300MW of coal or gas uses a handful of small transformers and 1-3 big ones. The same capacity of wind uses 200 transformers. Solar plants have different designs, but will typically use 300-1,000. Plus 1-3 big transformers.
46,000MW of wind and solar were installed in 2022. They somehow found tens of thousands of transformers while utilities begged for help.
1 year ago
That makes perfect sense. Where do you think all the electrical steel went? It went into those wind and solar projects plus electrical cars (almost all of which are subsidized and thus can bid up price) and wasn’t available for utilities.
Going forward the idea is to make millions of EV cars a year (instead of thousands) and continue ramping up solar and wind generation which is going to require even MORE electrical steel by orders of magnitude. That’s essentially what the article is about.
1 year ago
No problem.
If we have to we’ll just print the money we need.
1 year ago
More color on this subject from the NRECA – the trade group that represents the non-profit cooperative power companies in the US: link to cooperative.com
Efficiency standards are high. There is a plan to raise them.
1 year ago
For conventional electric motors, such as those used in elevators or machine tools, the frequency is 50 hertz.
50Hz for a lot of the world, however in North America, the standard is 60Hz.
However, does not change Mish’s message.
1 year ago
Transformers have extremely long lead times, and the number of companies that build transformers is extremely few. Transformers can be incredibly large and therefore very difficult to transport to needed locations once built.
If Biden energy policy is actually causing a transformer shortage already – they lose. This is where they meet the immovable object.

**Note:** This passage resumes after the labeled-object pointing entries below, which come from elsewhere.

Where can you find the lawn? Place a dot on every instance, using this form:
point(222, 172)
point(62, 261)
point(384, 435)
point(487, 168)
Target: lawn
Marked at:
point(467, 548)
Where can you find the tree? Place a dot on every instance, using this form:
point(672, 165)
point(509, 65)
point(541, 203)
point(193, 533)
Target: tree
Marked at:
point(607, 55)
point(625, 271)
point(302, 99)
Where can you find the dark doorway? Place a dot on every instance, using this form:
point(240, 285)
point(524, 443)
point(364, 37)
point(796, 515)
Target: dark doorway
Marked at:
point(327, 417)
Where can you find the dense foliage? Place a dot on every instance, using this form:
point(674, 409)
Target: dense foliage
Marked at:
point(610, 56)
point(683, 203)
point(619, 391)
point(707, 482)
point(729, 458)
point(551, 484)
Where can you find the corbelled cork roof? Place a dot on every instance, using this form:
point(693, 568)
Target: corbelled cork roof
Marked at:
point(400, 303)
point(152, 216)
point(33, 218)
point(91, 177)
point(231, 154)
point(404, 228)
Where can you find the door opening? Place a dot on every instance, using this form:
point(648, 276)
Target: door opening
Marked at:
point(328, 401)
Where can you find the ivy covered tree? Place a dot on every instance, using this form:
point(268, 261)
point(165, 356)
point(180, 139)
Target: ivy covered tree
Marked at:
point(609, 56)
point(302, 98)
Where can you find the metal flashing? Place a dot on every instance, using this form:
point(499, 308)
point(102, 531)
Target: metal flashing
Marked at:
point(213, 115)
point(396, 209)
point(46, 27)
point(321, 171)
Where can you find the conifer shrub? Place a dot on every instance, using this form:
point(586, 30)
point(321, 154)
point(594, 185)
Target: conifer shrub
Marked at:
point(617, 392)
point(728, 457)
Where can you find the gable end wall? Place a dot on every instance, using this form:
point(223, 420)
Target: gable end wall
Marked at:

That news of a transformer shortage has not hit the WSJ or Bloomberg suggests the Biden Admin keeping a lid on it.
1 year ago
Maybe because the newer class of transformers are superconductor liquid-nitrogen based.
1 year ago
40% to 60% of US steel is made from Russian pig iron. (The rest is made from recycled steel.) The shortage of high quality and specialty steels is just beginning. It will be a problem across the manufacturing spectrum.
1 year ago
So we can’t make transformers from Russian steel because of sanctions, but can’t we just buy transformers from China? Oh, wait…. we want to sanction them too.
What a shjt show.
1 year ago
It should be very obvious now the clean and green initiative is a fraud when the President creates self-contradictory policy that makes sourcing material needed to create the clean and green electric infrastructure and EV’s more difficult and costly.
1 year ago
It will never be obvious to the average person.